You will be pleased to have a break from the New Dancer’s Celebration dances this week. I was really pleased to hear how much everyone had enjoyed the dance and that you felt well prepared. I was sorry to miss it as it is my favourite dance for the year.
The Auld Grey Cat – an easy warm up dance written by Wellington tutor Iain Boyd
Yan, Tan, Tethera (1,2,3 in Gaelic) – Corner chain. This is one of my favoutie formations. A good dance for lots of eye contact as you change your corners in and turn your partner.
Wisp of Thistle – This dance was written for the Queen Mother who after watching a Scottish Country Dancing display in Canada commented that the dancers looked like wisps of thistle. Good practice for petronella turns and half reels of 4
Capering Scarecrow. This is a new dance written by the Carterton tutor. It was quite tricky but you all did really well with it despite the tutor with the foggy brain.. Thanks to Graeme for easily working out why the corners were still on opposite sides when we finished the dance!!
The Moudiewort (Jvilles final night programme) As discussed a Moudiewort is a mole. Lots of jokes about mole like activity.
Thanks for the requests for our final night. I will put together a programe that incorporates most of these.
See you all for our final night of dancing for 2019.
After all the excitement of the AGM the previous week I completely forgot to send Dan my update…and he was too polite to ask me where it was!! Anyway we have been focusing on the New Dancers’ Celebration programme over the last couple of weeks. You are all well prepared and remember that all the dances are going to be walked once through so go forth with confidence.

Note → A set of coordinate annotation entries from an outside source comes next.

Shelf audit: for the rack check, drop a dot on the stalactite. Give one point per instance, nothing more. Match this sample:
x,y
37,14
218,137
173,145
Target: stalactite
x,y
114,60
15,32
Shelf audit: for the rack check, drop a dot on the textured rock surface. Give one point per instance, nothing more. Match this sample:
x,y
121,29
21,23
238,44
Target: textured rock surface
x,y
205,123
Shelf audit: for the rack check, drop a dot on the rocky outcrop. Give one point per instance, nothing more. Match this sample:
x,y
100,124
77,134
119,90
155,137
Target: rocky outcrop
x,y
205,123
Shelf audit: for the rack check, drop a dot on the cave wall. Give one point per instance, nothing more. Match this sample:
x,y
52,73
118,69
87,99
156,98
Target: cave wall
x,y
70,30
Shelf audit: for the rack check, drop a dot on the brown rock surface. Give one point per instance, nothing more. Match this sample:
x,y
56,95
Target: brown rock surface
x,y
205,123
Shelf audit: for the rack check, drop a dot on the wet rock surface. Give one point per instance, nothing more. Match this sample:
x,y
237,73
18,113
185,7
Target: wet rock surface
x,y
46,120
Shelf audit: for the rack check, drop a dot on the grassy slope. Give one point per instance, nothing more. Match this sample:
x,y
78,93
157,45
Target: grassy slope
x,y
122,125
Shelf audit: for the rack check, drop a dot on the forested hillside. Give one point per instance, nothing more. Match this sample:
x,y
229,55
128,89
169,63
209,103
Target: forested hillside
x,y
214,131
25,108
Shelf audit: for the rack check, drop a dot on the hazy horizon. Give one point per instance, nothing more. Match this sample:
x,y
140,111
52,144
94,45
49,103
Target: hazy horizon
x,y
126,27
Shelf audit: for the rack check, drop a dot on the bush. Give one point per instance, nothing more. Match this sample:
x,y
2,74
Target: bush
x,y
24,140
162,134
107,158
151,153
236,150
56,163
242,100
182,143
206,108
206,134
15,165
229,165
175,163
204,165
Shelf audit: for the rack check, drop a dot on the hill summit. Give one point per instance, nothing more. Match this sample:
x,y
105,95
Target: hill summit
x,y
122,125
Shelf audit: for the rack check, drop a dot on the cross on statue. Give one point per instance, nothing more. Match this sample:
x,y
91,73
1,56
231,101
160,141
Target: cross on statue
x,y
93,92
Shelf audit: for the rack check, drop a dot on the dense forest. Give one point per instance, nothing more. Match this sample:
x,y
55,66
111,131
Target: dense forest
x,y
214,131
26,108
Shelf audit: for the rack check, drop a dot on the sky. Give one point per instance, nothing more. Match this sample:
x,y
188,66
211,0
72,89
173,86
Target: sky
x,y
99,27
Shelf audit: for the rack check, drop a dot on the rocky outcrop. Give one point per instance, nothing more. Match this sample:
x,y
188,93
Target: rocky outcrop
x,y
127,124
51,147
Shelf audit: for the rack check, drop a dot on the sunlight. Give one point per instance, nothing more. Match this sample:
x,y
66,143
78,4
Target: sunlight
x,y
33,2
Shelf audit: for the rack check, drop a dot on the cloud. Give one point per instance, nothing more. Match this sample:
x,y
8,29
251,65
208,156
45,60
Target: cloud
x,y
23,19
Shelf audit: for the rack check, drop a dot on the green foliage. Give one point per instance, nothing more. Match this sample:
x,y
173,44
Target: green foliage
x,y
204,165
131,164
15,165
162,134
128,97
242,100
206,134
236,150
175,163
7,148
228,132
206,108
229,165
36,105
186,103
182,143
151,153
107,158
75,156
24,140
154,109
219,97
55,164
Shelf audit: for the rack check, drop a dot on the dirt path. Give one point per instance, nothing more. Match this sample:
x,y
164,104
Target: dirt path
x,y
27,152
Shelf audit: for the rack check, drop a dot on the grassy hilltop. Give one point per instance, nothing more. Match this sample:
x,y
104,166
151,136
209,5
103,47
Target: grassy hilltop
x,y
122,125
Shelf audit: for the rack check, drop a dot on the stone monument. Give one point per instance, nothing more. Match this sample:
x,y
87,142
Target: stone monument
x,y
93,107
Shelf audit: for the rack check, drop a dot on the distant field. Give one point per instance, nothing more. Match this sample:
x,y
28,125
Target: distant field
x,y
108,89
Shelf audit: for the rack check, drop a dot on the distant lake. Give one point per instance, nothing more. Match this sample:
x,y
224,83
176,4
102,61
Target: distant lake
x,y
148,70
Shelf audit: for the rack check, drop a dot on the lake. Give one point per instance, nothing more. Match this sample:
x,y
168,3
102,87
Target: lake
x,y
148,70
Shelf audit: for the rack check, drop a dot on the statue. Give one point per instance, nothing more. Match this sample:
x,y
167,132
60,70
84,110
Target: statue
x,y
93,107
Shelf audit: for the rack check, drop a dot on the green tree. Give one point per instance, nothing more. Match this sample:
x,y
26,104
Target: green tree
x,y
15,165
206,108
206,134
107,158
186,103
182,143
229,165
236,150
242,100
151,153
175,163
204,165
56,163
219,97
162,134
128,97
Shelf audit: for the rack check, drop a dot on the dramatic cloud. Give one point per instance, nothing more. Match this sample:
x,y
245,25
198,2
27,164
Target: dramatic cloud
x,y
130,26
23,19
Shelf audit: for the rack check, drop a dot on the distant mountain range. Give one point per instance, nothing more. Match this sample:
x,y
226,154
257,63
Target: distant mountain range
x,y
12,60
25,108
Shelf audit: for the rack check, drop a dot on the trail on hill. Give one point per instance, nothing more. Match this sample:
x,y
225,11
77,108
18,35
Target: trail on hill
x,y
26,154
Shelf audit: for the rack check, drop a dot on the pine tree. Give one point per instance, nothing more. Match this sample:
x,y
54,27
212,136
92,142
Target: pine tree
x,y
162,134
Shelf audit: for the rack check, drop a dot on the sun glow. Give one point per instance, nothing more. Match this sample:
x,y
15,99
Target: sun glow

The Highland Reel R (A Round the Room Dance where the man was in a the middle of two women, trio facing trio)
Granville Market J
Mary Erskine R (Modified double triangles). Supporting couples set for the full eight bars and adjust their position in or just in front of the sidelines to ensure that the dancing couple are back to back in the middle of the set. We decided that we would do this again the following week to perfect the dance.
Lady Catherine Bruce’s Reel J
Mary Erskine R – This was danced much better this week.
The Shores of Solway – 3 couple knot and an easy corner movement (that I tried to complicate first off).
The Laird of Milton’s Daughter J ( Corner chain. The dancing couple need to resist the temptation to dance on bars 3 and 4 when they must be standing still in their corners place while they turn each other once round on 3 and 4. It is important to be standing on the corner position rather than lurking in from the side lines as it makes it very easy to turn the incorrect person)
The De’il Amang the Tailors R (set, right hands across 1/2 way and set and left hand…touch and away)
The Paisely Weavers S. 2nd couple start on the opposite side, curtsey on the 1st bow chord and cross the set on the 2nd chord. Grand chain and a ladies’ chain
The Old Man of Storr
Crom Allt (A similar turning movement to Mary Erskine).
Think about any dances you would like to do on our final night and add them to the Request List. It is a good idea to choose dances that we have done during the year so they are familiar to all.